How does anisotropy affect seismic velocity tomography?

Sedimentary rocks are typically anisotropic — seismic waves travel at different speeds in different directions due to the layered fabric of the rock, aligned minerals, or aligned fractures. For marine sediments and shales, the dominant anisotropy is vertical transverse isotropy (VTI): P-wave velocity is higher horizontally than vertically in these fine-grained, horizontally-layered rocks. Standard isotropic tomography assumes seismic velocity is the same in all directions, which is incorrect for VTI media. An isotropic tomography solution will over-estimate the depth to reflectors (because the horizontally-travelling rays used to image steep structures have higher velocity than the vertical velocity assumed in the isotropic model), creating systematic structural depth errors.
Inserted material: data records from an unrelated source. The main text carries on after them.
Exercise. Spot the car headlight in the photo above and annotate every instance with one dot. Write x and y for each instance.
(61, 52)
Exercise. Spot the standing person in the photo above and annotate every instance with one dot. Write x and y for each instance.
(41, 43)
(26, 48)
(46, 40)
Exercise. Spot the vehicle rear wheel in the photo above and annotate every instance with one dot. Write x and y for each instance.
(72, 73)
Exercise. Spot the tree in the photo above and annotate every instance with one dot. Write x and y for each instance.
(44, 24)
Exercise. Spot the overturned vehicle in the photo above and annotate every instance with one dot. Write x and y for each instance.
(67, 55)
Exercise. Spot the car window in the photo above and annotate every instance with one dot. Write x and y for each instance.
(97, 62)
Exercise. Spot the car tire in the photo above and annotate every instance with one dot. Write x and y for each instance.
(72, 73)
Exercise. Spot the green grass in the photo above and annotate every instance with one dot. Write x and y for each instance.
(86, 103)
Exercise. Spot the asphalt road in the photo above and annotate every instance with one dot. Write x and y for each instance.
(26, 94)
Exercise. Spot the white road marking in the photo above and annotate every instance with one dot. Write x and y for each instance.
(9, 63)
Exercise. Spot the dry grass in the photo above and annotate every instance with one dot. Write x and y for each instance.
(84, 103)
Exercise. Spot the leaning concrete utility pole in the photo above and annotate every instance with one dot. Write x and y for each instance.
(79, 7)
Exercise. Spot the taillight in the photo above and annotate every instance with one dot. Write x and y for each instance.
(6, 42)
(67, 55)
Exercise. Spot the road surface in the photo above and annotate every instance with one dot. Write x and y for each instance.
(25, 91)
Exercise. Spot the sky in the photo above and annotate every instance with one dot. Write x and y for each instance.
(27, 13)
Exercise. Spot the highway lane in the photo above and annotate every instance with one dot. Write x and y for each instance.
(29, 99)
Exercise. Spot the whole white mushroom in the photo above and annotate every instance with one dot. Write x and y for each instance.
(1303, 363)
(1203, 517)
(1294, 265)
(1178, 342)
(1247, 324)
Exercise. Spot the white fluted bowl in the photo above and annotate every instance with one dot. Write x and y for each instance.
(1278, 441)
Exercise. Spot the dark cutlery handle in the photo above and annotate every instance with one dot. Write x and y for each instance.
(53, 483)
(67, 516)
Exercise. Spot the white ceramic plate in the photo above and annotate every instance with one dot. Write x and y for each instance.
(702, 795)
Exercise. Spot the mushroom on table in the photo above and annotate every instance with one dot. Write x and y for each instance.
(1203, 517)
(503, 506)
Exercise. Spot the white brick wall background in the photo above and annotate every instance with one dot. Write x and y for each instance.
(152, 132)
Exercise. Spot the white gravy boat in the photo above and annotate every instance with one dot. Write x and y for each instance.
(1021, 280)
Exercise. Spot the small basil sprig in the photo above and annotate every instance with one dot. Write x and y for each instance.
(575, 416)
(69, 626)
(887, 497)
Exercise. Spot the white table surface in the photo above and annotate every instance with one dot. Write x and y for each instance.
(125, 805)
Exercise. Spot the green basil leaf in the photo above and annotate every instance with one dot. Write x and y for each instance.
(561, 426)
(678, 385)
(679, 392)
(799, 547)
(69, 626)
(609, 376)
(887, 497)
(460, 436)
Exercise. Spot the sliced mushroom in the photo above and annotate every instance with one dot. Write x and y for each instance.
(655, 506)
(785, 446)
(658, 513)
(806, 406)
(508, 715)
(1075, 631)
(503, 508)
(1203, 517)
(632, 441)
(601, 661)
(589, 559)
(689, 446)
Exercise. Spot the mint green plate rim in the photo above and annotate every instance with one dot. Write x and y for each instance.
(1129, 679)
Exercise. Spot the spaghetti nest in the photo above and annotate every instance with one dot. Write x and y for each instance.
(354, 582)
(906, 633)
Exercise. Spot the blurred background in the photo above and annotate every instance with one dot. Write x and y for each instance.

Anisotropic tomography simultaneously solves for the vertical velocity and the anisotropy parameters (Thomsen parameters epsilon and delta) that describe the VTI deviation from isotropy. This is more computationally demanding and requires data at multiple azimuths and offsets to resolve the anisotropy parameters independently of the velocity, but produces more accurate depth images in regions where VTI anisotropy is significant — which includes most of the world's deepwater turbidite and shale-dominated exploration provinces.